The tomatoes are making up for lost time - I keep forgetting they're the standard 'Money Maker' variety, and won't grow as big as some of the bush species we've tried previously.
You cannot move in our little hovel without tripping over cats or books. There are thousands of them - books - and four of them - cats. The books are piled behind doors, on chairs, cupboards, and as a last resort - up every available wall. Here is our big ginger female Clover, spilling over the carpet beneath towers of old children's books.
4 comments:
They sell courgette flowers here to eat. they get lightly battered and fried - and taste nice to folk who like cooked veg
Clover looks like she's in danger of having a pile of books fall over on her!
I got to your site through Ellen T., who is a friend of mine. She loves your work -- as do I, now!
Thanks Ellen! Clover could do with a bit of squashing, she is not the slender little thing she used to be...
I wonder how Americans got into the habit of calling this particular vegetable "zucchini." Probably borrowed from the Italian-American immigrants who cooked extensively with it.

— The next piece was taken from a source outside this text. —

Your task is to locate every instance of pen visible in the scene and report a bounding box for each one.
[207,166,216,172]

In Utah it's said that you know none of your neighbors like you if you have to *buy* zucchini in the summer. The hot weather is good for most squash, and anybody who plants even one zucchini usually ends up with a bumper crop, which is foisted off on friends, neighbors, strangers, anyone who will accept it. Baskets full of zucchini have been left anonymously on doorsteps, like foundling children.